Atlantic Canada’s fiscal precariousness has a number of underlying sources. First, a long-term tendency to run budget deficits more often than surpluses has resulted in perpetually rising debt-to-GDP ratios, a situation that is unsustainable. Second, the Maritime Provinces in particular are heavily reliant on the federal government, with over a third of their program spending coming from federal programs such as equalization. All four Atlantic Provinces are vulnerable to changes in federal programs, changes over which they may have little control. Finally, the Atlantic Provinces have high rates on personal, corporate, and sales taxes, which leaves little room to raise taxes in an effort to tackle budget deficits.
At the time of writing, Newfoundland & Labrador is facing a budget deficit exceeding $1.8 billion, with Nova Scotia at $585 million, New Brunswick at $245 million, and Prince Edward Island at $112 million. As a result, net debt will rise in all four provinces. In particular, Newfoundland & Labrador will add $2 billion to its net debt this year, which is already the highest per-person in Canada.
Several Canadian governments found themselves in similar difficulties during the 1990s. While the fiscal turnaround of the Chrétien government during the 1990s is well documented, similar lessons were applied at the provincial level. Saskatchewan provides a strong comparison case for Atlantic Canada in general, and Newfoundland & Labrador specifically, due to its size and the relatively similar nature of its economy. Saskatchewan’s budget deficits peaked at over six percent of GDP causing the province to have difficulty selling provincial bonds, a challenge similar to that which Newfoundland & Labrador currently faces.
Prudent fiscal choices in the years that followed this fiscal crisis allowed Saskatchewan to go from the brink of insolvency to relative fiscal health in a few short years. A detailed program review focused on the role of government and the elimination of programs that were unaffordable or inefficient. Fifty-two hospitals were closed, education spending was cut by 19 percent, and 500 government positions were eliminated.
While difficult, the result of these reforms was a reduction in program spending from a peak of $9,098 per person to $6,963 per person in less than five years. The ultimate result was a remarkable turnaround from a deficit of $1.53 billion to a surplus of $184 million in just three years.
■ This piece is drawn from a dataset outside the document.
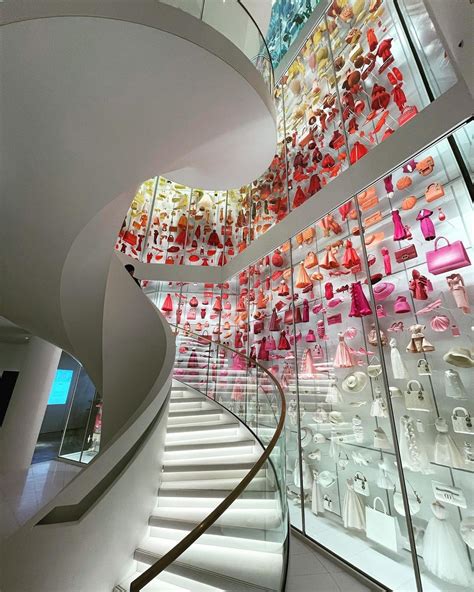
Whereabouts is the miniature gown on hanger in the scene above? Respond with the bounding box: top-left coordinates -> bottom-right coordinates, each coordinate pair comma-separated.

Having brought spending under control, the province was able to later reduce taxes on personal income, corporations, and investment. As a result of the spending reforms first, and tax reforms later, the province was able to come full circle from its fiscal peril over the course of about a decade. There is perhaps no better evidence of this than the debt-to-GDP ratio, which peaked at 37.2 percent in 1992-93, was lowered to 30.7 percent in just five years, and continued to decline thereafter as government largely spent within its means and enjoyed strong economic growth.
Saskatchewan’s remarkably fast fiscal turnaround—and the lasting nature of that turnaround—provides a template for current fiscal challenges in the Maritimes, especially Newfoundland & Labrador. While no two situations are entirely alike, the case of Saskatchewan’s spending and tax reforms does provide Canada’s Atlantic Provinces with a hopeful path out of their daunting fiscal situation.